Introduction: Concerns about the possible adverse health effects of mobile phones (MP) have increased along with the expansion of their use. A number of research papers have tried to address this issue. Although many investigations concluded that MP use does have negative consequences, in terms of cognitive function of the human brain, the results so far have been divisive. A number of studies reported impairment of cognitive function after exposure to mobile phone electromagnetic field (MP EMF), while others observed no effect or improved performance. The variance in the results may be attributed to methodological issues. The present article focuses on possible effects of MP use on cognitive function and more specifically on working memory processes. An emphasis is placed in the lack of a validated tool, a cognitive task, that can produce MP EMF effects on human cognition in a repeatable fashion.

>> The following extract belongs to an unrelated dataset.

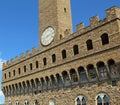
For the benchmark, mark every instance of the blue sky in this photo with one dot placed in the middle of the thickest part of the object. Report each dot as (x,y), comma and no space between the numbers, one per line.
(19,24)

Methods: Sixty four (64) healthy participants as well as 20 with Mild Cognitive Impairment (MCI) were the experimental group, while 36 healthy individuals were the control group. A computerized list of 10 words was presented and the participants were asked to reproduce it. The words were presented very briefly in order to increase the difficulty and hence the sensitivity of the task. Three measurements were taken for the experimental group: a) before using the MP, b) immediately after using the MP for a duration of 5 minutes, c) 5 minutes after the second measurement with no usage of the MP in between. Three measurements of the memory task were also taken for the control group in the same time intervals with no usage of a MP. The effect of age and gender in the performance of the task was taken into account.
Results: Healthy participants of the experimental group performed worst in the memory task after using the MP. While the third measurement (5 minutes after the 2nd measurement) was better than the second (after using the MP), but worse than the first (before using the MP). In contrast for the control group the second measurement was better than the first and the third even better than both previous ones. All differences were statistically significant. The reduction of the performance in the task after using the MP was even higher for the age group of 60-80 years old in comparison with younger age groups, as well as for the individuals with MCI in comparison to healthy participants. Age was significantly negative correlated with performance in the task, while gender showed no significant correlation.
Conclusion: MP use has a significant negative impact on working memory performance of human participants. The effect is apparent even for a 5 minute use of the MP. Working memory deficits are greater not only for the 60 years old and above participants but also for individuals with Mild Cognitive Impairment. These results are in agreement with previous studies on animals as well as humans on the effects of MP use on the brain. It is argued that low sensitivity of some of the cognitive tasks used until now and the lack of a validated tool in the form of a cognitive task may account for some of the variability in the literature so far. It is suggested that the experimental paradigm that was used in this study for an increased sensitivity measurement of cognitive function and working memory processes in particular may be used for the display of the effects of MP use on cognitive function and for the development of other tasks sensitive to it. Overall, it is concluded that the development of certain restrictions on MP use is necessary for the protection of the brain health of the users.